A Look at the Church in Rome
The way Paul writes these greetings seems to indicate that the house churches in Rome were organized into what we would today call congregations. He greets Prisca and Aquila and the church that meets at their house. He also greets those who meet with two different groups in verses 14 and 15. I think it’s neat to see the early church already organizing. We often think of them as a ragtag group who met all over the place and lacked organizational structure, but that’s not the case. They met consistently in small groups that allowed them to be very close to one another and minister to each other.
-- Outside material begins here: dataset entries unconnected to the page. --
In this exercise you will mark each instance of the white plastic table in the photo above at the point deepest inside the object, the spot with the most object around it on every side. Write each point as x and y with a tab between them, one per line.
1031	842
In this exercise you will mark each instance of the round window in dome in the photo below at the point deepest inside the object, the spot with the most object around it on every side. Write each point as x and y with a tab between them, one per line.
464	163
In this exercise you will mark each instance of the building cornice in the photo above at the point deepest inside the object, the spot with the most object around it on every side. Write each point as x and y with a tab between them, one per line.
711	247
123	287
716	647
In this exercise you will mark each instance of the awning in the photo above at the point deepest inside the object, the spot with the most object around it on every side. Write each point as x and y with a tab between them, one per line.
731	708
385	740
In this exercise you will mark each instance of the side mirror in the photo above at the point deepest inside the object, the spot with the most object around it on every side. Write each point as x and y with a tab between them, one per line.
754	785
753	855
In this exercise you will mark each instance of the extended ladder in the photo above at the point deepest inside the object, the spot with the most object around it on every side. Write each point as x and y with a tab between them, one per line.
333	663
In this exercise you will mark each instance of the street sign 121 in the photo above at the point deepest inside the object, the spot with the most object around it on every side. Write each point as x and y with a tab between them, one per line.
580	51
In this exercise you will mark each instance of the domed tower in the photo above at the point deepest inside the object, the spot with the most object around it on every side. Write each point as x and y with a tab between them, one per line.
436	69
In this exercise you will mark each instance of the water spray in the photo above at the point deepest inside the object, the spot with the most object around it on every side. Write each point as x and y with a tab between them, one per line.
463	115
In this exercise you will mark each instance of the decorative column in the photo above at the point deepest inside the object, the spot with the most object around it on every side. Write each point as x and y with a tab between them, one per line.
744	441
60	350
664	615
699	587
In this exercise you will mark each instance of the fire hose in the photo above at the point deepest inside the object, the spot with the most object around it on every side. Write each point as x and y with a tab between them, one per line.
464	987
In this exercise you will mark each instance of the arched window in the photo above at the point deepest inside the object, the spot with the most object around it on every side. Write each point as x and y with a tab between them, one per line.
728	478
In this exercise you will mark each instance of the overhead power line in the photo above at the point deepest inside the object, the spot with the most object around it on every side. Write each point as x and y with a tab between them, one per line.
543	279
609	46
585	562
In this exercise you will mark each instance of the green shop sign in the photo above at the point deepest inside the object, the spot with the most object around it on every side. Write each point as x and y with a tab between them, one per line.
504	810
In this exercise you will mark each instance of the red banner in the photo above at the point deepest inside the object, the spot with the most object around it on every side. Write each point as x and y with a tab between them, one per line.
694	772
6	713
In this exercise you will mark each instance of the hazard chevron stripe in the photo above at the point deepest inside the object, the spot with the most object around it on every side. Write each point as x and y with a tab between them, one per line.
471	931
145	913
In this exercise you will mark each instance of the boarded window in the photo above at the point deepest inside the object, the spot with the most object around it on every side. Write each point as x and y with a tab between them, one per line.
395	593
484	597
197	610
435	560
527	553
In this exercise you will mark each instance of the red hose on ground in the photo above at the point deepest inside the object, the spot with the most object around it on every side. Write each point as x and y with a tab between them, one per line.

They had habits, traditions and structure.
Some words weren’t really translated when the Bible was printed in English. For example, baptism is simply an English pronunciation of a Greek word rather than a translation. If it were translated, it would be immersed or immersion. Deacon is the same way. It should have been translated into English as servant, but since it had already become a traditional position of church leadership, it was carried over in its Greek form. So, the same word (deacon/servant) that describes the men appointed to feed the widows in Acts 7 is used to describe Phoebe in Romans 16. Does that mean they were simply all servants, that in Acts they were appointed leaders and Phoebe wasn’t, or was Phoebe an appointed leader of the church as well? Some recent translations have decided that it is the latter by changing the word describing Phoebe to deacon (instead of servant). I personally think they should have changed it to servant everywhere it was used. It wouldn’t resolve the problem, but I think it’s a more consistent approach.
That being said, Phoebe is important whether she is an appointed office holder or not. It appears Paul instructs the Christians in Rome to welcome her because she is delivering his letter. It’s significant that Paul would entrust her with one of the most important letters he ever wrote. It also shows that the church in Rome would be willing to receive her with the letter she is delivering. The information that she is a benefactor tells us that she is not only independently wealthy, but that she had used her finances to support and fund Paul and other ministries. Maybe she was a “deacon” and maybe she wasn’t, but it is clear that she has the respect of Paul and other Christians. She is a strong and faithful woman who has made a significant impact on God’s Kingdom. In a world that wasn’t structured to empower women, the church was a place where they could be influential and be significant contributors, and that’s saying something.
I’ve enjoyed our month in Romans. I have such an appreciation for Paul’s passion and commitment to sharing his faith and making sure other understand the Gospel. I also respect his awareness of his calling to preach to the Gentiles while he still longs to proclaim the Gospel to the Jews.